Errors and request IDs

Implement retries, fail-fast handling, and support-ready logging.

Designing Around Limits

Build clients as queues, not as unbounded loops. A historical job should know the venue family, symbol, route, time window, page size, concurrency, and retry budget before it starts. That makes it possible to pause, resume, and explain a run without duplicating data or hammering the API after a rate response. For 429 responses, stop widening the job until the retry budget has room again. Honor Retry-After when present. When it is absent, use capped exponential backoff with jitter, lower worker concurrency, and log the request identifier from meta.request_id, x-request-id, or the client wrapper. Do not retry unchanged after auth, access, malformed-request, unsupported-symbol, or invalid-parameter errors; fix the request or key first. Use small probes before wide jobs. One BTC order-book request confirms auth and envelope shape. One one-hour trade window confirms pagination and output schema. Only after those pass should a job widen across symbols or longer history. If a route is heavy because it touches L3, L4, replay, or large history, isolate it from lighter status checks so one slow worker does not block the whole pipeline. Rate limits are also a product-design signal. If users can trigger arbitrary exports, put bounds in your own UI and show progress. If a coding agent writes a script, ask it to include concurrency controls and request-ID logging before running large loops.

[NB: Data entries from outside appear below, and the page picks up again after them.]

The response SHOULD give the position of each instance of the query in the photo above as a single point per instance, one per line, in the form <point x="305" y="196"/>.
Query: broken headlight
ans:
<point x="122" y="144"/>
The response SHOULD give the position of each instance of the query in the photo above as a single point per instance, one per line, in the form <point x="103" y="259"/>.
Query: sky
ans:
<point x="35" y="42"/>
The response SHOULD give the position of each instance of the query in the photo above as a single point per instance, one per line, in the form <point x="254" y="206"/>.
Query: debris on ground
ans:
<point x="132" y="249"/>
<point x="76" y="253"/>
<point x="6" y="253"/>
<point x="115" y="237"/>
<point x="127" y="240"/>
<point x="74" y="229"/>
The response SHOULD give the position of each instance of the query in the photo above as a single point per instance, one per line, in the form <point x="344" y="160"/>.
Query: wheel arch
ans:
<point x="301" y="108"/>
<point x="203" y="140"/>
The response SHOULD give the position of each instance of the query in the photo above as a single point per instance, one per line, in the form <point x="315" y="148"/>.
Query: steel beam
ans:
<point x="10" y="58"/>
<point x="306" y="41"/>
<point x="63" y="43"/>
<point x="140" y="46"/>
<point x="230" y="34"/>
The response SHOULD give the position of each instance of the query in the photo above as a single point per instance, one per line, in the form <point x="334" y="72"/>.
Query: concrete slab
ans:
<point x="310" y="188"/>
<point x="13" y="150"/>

Liquidation Route Budgeting

Raw liquidation event routes are useful when the job needs row-level liquidation records. They are the wrong default for every dashboard refresh, repeated backtest scan, or broad symbol loop that only needs aggregate exposure. For those jobs, start with /v1/hyperliquid/liquidations/{symbol}/volume?interval=1h or the matching HIP-3 /volume route, then drill into raw events only for the symbols and windows that need audit-level detail. If a liquidation job returns 429, pause widening. Log the failed path and request ID, honor Retry-After when present, otherwise use capped exponential backoff with jitter, lower concurrency, and retry with a narrower window or the /volume route when aggregate buckets answer the workflow.

Queue Packet

For high-volume jobs, keep the queue packet beside the worker config: route family, symbol list, time windows, page size, concurrency, credit budget, retry budget, output path, and stop condition. The packet makes it clear whether the job is an API workload, WebSocket replay, SDK reconstruction, or Data Catalog export.